Thursday, July 21, 2016

Loire Valley Chenin Blanc - Notes from a Lecture and Tasting

Jon-David Headrick was at Camerata Houston on Tuesday to educate local wine professionals on Chenin Blanc from the Loire Valley and to participate in Houston's Loire Fest which is taking place all this month at local wine bars around town. He has a portfolio of wines called Jon-David Headrick Selections of which a portion were tasted during the lecture.

Most of his wines are organic or biodynamic. All of the grapes used in these wines were hand-harvested which Headrick says is less common in the Loire Valley than one might think. He chooses wines that have no oak treatment or were aged in neutral oak for an added textural component rather than as a major part of the flavor. He spoke of the massive diversity in the soil types of the region and how this diversity is particularly reflected in the single varietal wines.

The Loire Valley stretches from the Atlantic almost to Burgundy and the vineyards lie near the Loire River. Chenin Blanc is indigenous to the Loire Valley and is the grape used in the best white wines of the sub-regions of Touraine and Anjou-Saumur. It can be made in an array of styles: dry, sweet, still or sparkling. Chenin Blanc has naturally high acidity which not only lends itself to style diversity but also creates wines that age well.

The tasting began with two glasses of bubbles.
Jean-Francois Merieau "Bulles" Touraine Brut- The Touraine AOC lies along the river banks. The Chenin Blanc and Chardonnay grapes for this sparkler were sourced from a single village during a single vintage. Drier in the Brut range, with pear and citrus notes and a light mineral finish.
Louis de Grenelle Cremant de Loire  "Louis"- This sparkling wine comes from the Saumur region. It is made from Chenin Blanc, Chardonay and Cabernet Franc in almost equal parts. It is primarily from the 2012 vintage. Strong mineral character.

From the Chinon AOC, more well-known for their lighter red wines made from Cabernet Franc, this area also produces a small amount of rosé and white wine.
Domaine de la Noblaie Chinon Blanc 2015- White wines from Chinon are rare in the Houston market, this was my first one to try. Dry with fresh acidity with grapefruit and crushed seashell aromas and a lemon citrus finish.

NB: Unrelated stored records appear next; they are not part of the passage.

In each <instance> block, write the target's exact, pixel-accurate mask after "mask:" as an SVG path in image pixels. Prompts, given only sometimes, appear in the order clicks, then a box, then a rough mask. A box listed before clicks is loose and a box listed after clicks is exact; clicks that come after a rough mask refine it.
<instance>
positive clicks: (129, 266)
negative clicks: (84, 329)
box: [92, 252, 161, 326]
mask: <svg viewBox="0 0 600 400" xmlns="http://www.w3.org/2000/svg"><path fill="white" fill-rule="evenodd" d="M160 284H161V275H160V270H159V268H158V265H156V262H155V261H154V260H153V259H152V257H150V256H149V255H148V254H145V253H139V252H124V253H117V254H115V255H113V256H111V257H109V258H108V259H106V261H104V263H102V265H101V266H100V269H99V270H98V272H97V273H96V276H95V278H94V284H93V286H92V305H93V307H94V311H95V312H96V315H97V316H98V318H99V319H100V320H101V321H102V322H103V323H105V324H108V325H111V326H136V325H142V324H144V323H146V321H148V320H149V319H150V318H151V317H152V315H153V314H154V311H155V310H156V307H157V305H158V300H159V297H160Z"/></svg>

Anjou is also a large sub-appellation in the Loire Valley with a diverse mix of soils and grapes. This newer dry, white style is both interesting and elegant. The following two selections are from a bio-dynamic producer and were some of my favorites from the tasting.
Clos de l'Elu Anjou Blanc 2014 - Sweet honey aromas with a light nuttiness and a dry mineral finish.
Clos de l'Elu Anjou Blanc "Ephata" 2013 - This wine was amphora aged. Dry with more floral honeysuckle aromas with pear and a saline mineral finish.

Wines from Savenniere are almost always dry. Historically, the region has been known for early harvesting before the grapes reach full maturity but some producers like the one below are now harvesting more in line with the neighboring regions and crafting wines with a riper fruit character. It was interesting to compare the two and consider how the younger vines would change.
Damien Laureau Savennieres "La Petite Roche" 2015 - From a younger vineyard with slate, clay and sand with an average vine age of 8-10 years, this certified organic wine had light tropical notes with a dry, mineral finish.
Damien Laureau Savennieres "Bel Ouvrage" 2013 - From a vineyard with a mix of sand and slate, the grapes were sourced from old vines and were aged in inert oak barrels giving the wine a richer texture and a savoriness to the grapefruit citrus nose and the dry, mineral-laced honey-flavored finish.

The wines from Vouvray are always 100% Chenin Blanc and always white but they can be found in the full range of styles. The vineyards primarily sit on soft Tuffeau, a porous chalky limestone soil that helps maintain acidity in the grapes. This high acidity can balance out the higher residual sugar which makes the wines seem fresher and more food friendly rather than dessert-like in style. It was interesting to compare the perception of sweetness to the actual amounts of residual sugar in the following wines.
Domaine du Viking Sec Tendre 2013 - An off-dry style with higher acid, savory aromas, citrus and a chalky minerality; 16-18 g/l of residual sugar.
The following wines are demi-sec or semi-sweet in style with much higher residual sugar than the wine above.
Domaine du Viking "Aurelie" Vouvray 1989 - This was a warmer vintage. The wine was matured in a combination of oak and chestnut barrels. Lime pith with rich honeyed flavors and a bit of wet wool in the finish.
Domaine du Viking "Aurelie" Vouvray 1996 - The driest tasting of the three, baked pear and sweet ripe citrus notes, mineral finish; 80 g/l of residual sugar.
Domaine du Viking "Aurelie" Vouvray 2002 - More vibrant with candied citrus, apple, and baking spice; 70 g/l of residual sugar.